Obama meets S.Korean president, says DPRK gains nothing from threats

2013-05-08 01:31:17 GMT2013-05-08 09:31:17(Beijing Time)  SINA.com
Obama and Park at a joint press conferenceObama and Park at a joint press conference

The United States and South Korea vowed on Tuesday to keep up their guard and not reward bad behavior by Pyongyang, which US President Barack Obama said had won no benefits or prestige from recent war threats.

"If Pyongyang thought its recent threats would drive a wedge between South Korea and the United States or somehow garner the North international respect, today is further evidence that North Korea has failed again," Obama said at a joint news conference with South Korean President Park Geun-hye.

"President Park and myself very much share the view that we are going to maintain a strong deterrent, we're not going to reward provocative behavior, but we remain open to the prospect of North Korea taking a peaceful path," he said.

Obama's meeting with Park, South Korea's first female president, comes after signs of what a Pentagon spokesman called "provocation pause" by Pyongyang after nearly months of threats to attack the United States and South Korea.

U.S. officials told Reuters on Monday that the North had taken two medium-range Musudan missiles off launch-ready status and moved them from the country's east coast.

The move, which followed a relative toning down of bellicose rhetoric from the DPRK state media, could easily be reversed because the Musudan are mobile missiles, U.S. and South Korean officials cautioned.

Park, 61, said the North's isolation made it difficult to figure out whether and why Pyongyang had changed tack.

"Why is North Korea appearing to de-escalate its threats and provocations? There is no knowing for sure," she said through a translator.

U.S. Defense Secretary Chuck Hagel, taking a cautious approach when asked about an apparent reduction in tensions, said the United States remained prepared for "any contingency."

"We would hope that the leadership in North Korea understands that the wiser course of action is to participate in a process toward peace," Hagel told a Pentagon news briefing.
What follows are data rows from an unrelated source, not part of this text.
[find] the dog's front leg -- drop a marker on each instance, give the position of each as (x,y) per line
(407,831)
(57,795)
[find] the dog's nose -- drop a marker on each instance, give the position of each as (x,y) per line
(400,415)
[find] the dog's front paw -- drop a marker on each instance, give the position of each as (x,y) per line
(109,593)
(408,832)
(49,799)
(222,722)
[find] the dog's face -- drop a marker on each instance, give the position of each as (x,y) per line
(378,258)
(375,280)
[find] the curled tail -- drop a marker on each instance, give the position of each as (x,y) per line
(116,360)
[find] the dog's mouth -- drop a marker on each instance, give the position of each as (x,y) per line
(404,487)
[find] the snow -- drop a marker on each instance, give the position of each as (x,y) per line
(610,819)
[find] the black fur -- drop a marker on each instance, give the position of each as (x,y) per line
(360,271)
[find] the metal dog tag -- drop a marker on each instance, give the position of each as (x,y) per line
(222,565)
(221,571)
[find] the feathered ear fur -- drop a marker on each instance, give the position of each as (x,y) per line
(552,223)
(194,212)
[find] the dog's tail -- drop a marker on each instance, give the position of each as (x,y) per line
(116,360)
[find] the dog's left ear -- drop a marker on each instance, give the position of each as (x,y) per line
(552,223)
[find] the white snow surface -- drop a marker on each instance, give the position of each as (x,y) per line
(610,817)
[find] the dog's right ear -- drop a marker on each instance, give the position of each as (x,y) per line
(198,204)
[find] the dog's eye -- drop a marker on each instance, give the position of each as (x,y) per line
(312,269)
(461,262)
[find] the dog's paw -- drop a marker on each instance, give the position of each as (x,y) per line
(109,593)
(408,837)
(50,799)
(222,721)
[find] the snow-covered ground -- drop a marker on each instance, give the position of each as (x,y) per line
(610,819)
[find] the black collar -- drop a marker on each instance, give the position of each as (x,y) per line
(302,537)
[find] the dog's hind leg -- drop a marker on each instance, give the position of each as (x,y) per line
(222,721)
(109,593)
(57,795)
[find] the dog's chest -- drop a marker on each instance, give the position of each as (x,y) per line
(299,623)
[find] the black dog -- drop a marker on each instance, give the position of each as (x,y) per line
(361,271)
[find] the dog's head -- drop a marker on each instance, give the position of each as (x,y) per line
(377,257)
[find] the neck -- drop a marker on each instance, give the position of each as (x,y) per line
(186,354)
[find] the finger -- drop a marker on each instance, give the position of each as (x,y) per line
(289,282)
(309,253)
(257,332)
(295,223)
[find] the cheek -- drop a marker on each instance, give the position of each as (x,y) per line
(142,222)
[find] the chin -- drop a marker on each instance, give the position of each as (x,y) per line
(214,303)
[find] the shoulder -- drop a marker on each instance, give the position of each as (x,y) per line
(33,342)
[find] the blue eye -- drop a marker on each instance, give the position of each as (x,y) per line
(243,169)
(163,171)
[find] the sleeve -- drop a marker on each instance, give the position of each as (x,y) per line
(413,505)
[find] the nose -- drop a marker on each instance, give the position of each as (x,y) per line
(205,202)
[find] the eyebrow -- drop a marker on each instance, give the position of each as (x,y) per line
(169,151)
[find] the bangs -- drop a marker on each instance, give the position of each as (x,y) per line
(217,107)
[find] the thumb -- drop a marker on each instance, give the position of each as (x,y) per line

Park, who took office in February just after the North conducted its third nuclear weapons test and began a 10-week campaign of near-daily treats to attack the South and U.S. territory with nuclear weapons.

Daniel Russel, the senior director for Asian affairs at the National Security Council, told reporters that Washington and Seoul were serious about deterring DPRK provocations and on holding Pyongyang to a denuclearization agreement.

"We both support incremental engagement and are prepared to support the North if they make the right decision and take steps to abide by their international obligations," he said on Monday.


Obama and Park said the door remained open to returning to diplomacy, but the onus was on DPRK.

"So far, at least, we haven't seen actions on the part of the North Koreans that would indicate they're prepared to move in a different direction," Obama said.

While DPRK loomed over Park's meeting with Obama, her visit also highlighted the 60th anniversary of a security alliance formed during the 1950-53 Korean War and South Korea's rise from poverty to become a wealthy democracy.

Obama drew laughter from Park and her entourage with a nod to South Korea's growing soft power and cultural export prowess, marketed as the "Korean Wave" and embodied by rapper PSY and his quirky 2012 video and dance hit "Gangnam Style."

"Around the world, people are being swept up by Korean culture, 'the Korean Wave,'" he said. "And, as I've mentioned to President Park, my daughters have taught me a pretty good 'Gangnam style.'"

Park on Monday visited the Korean War Memorial in Washington honoring the 36,000 Americans killed in that conflict. On Wednesday, she will give a speech at a joint session of Congress and then have lunch with American executives from the U.S. Chamber of Commerce.